# 2" Intake snork?



## madppcs (Aug 31, 2009)

U think the 2" is really necessary? I ran 1.5" for everything. The factory is already approx 1.5, I just tapped off of that. But I hear some people saying that u need 2".. Now Im kinda 2nd guessing myself. I dont have any problems with mine, but was just wondering..


----------



## coker6365 (Aug 31, 2009)

It all depends on what you are doing with the bike. More air flow through the engine the better, in most cases. Its a very tight fit, but 2" can be used for the intake. I used 1.5" on the CVT and 2" for the intake. You can also add another 1.5" snorkel off the airbox to help it breath even more. Just hide the CVT intake under the pod and use the three snorkels coming out for the air box and CVT exhaust. If you plan on doing cams, headwork, pistons, etc. then you will need more airflow to maximize results. You already have probably the top flowing exhaust, why not let the intake flow just as well?


----------



## madppcs (Aug 31, 2009)

Good point.. I never thought of running 2 air intakes, and hide the cvt intake. I might just run the larger 2" intake.. DO you have any pics of the modification to the airbox that needs to be done? Im thinking holesaw?


----------



## coker6365 (Aug 31, 2009)

Yeah, just use a holesaw. Its an awkward angle, but after you do a few you will be able to drill the hole just right without taking the box off. If your not comfortable doing that though, pull the airbox off and drill it. I will try to get some pics for you tomorrow or monday. I already have the bike loaded for a short trip today.


----------



## madppcs (Aug 31, 2009)

Sounds good..


----------



## coker6365 (Aug 31, 2009)

Not very good pics, but gives you an idea of how to get the PVC in the air box. This was done the night before a ride about a year ago when I first got it, still needs the final touches but works for now.


----------



## Polaris425 (Dec 16, 2004)

whats w/ the prime bulb in that line?


----------



## phreebsd (Dec 16, 2004)

yeah what's up with that? what's it for? 
i see you got some mud in that box too!


----------



## HeadC1 (Feb 11, 2009)

I run dual 2" on my Brute and it made a big difference. If you can tune it to duals then I recommend it. Definitely help to maximize the power out of it.


----------



## madppcs (Aug 31, 2009)

Thx for the pics, I am gonna go from 1.5, to 2".. I have a dyno run this tuesday, so I am gonna try and get it done this weekend.


----------



## coker6365 (Aug 31, 2009)

The primer bulb is my one-way valve. It only allows air to flow out and no contaminants in. I also have three loops after the valve tied to the frame with the open end facing down. This ensures that nothing, even if rolled over under water, will make it to the bottom end unless it leaks past the piston rings. I snorkeled another bike identical to this one that was rolled in 12ft of water(sudden drop off in a lake) and no water made it to the bottom end. Keeping water and debris out of the bottom end is priceless on engines that use babbit bearings instead of ball bearings.

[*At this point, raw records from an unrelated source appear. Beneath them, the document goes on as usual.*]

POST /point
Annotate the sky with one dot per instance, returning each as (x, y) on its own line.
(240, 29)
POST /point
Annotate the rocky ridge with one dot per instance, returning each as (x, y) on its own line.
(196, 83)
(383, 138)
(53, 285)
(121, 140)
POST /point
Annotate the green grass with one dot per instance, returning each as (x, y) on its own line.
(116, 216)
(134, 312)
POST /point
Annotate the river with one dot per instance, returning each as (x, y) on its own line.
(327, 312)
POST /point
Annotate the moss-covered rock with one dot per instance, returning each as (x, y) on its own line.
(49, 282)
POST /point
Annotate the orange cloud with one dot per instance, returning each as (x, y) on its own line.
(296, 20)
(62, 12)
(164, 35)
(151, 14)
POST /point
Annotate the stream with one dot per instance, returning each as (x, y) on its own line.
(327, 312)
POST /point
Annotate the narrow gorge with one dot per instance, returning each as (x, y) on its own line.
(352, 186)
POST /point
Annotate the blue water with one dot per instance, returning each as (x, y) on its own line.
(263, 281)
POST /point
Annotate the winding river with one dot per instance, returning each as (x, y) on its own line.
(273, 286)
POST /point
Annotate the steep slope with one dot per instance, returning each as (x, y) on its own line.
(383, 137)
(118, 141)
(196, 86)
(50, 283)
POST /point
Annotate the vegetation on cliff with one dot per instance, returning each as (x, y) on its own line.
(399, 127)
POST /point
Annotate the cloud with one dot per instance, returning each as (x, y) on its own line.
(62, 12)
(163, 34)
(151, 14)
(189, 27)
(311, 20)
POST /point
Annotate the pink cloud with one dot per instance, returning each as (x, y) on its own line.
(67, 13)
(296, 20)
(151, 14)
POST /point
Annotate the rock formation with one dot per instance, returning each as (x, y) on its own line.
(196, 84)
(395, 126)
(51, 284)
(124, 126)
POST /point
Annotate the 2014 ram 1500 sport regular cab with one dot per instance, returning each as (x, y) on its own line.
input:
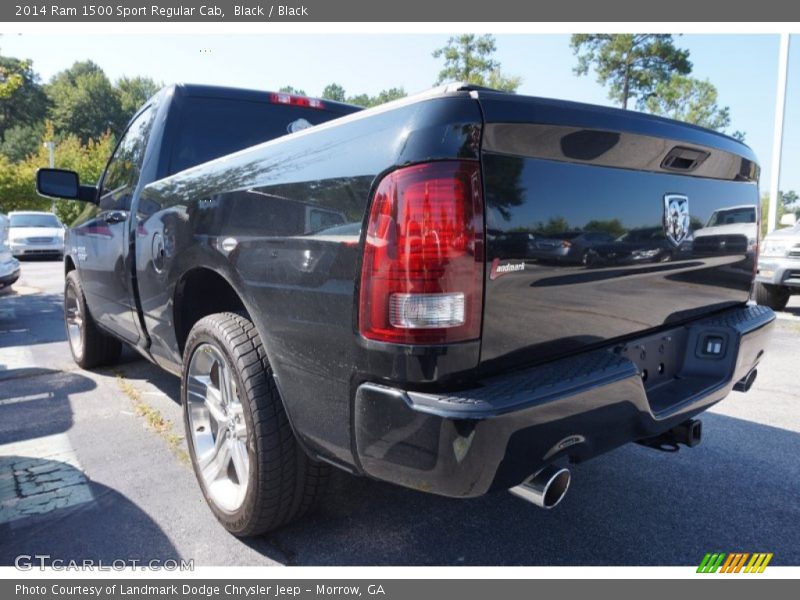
(343, 295)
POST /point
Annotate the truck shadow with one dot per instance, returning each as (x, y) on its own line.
(34, 402)
(31, 525)
(737, 491)
(30, 319)
(634, 506)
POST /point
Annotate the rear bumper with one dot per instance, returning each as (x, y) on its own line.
(25, 249)
(779, 271)
(9, 271)
(494, 436)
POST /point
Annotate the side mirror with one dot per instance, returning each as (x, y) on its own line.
(60, 183)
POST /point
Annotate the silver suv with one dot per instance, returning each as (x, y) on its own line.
(778, 275)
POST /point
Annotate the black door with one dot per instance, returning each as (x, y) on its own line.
(105, 266)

The mud is just to add a little rustic appeal! lol. That box hasn't ever been cleaned out since it was new and has been in coutless mud holes and a few races, so you can just imagine how much mud and moisture gets sucked in. Now that I have the transmission laying on the floor in the garage, I can go ahead and tie up the loose ends on the snorkels and clean up the air box.

I completely agree with running two intakes. The more air flow the better IMO. I have yet to tune it so I haven't added the 2nd intake. While its down, I am going to try to get that done and hopefully tune it before Jacksonville in October. I have a generic map loaded on the PCIII and its very obvious that it is starving for fuel at wide open throttle but its not lean enough to cause an issue. It hasn't been raced since the PCIII was thrown on it so I haven't made it a necessity to tune it.


----------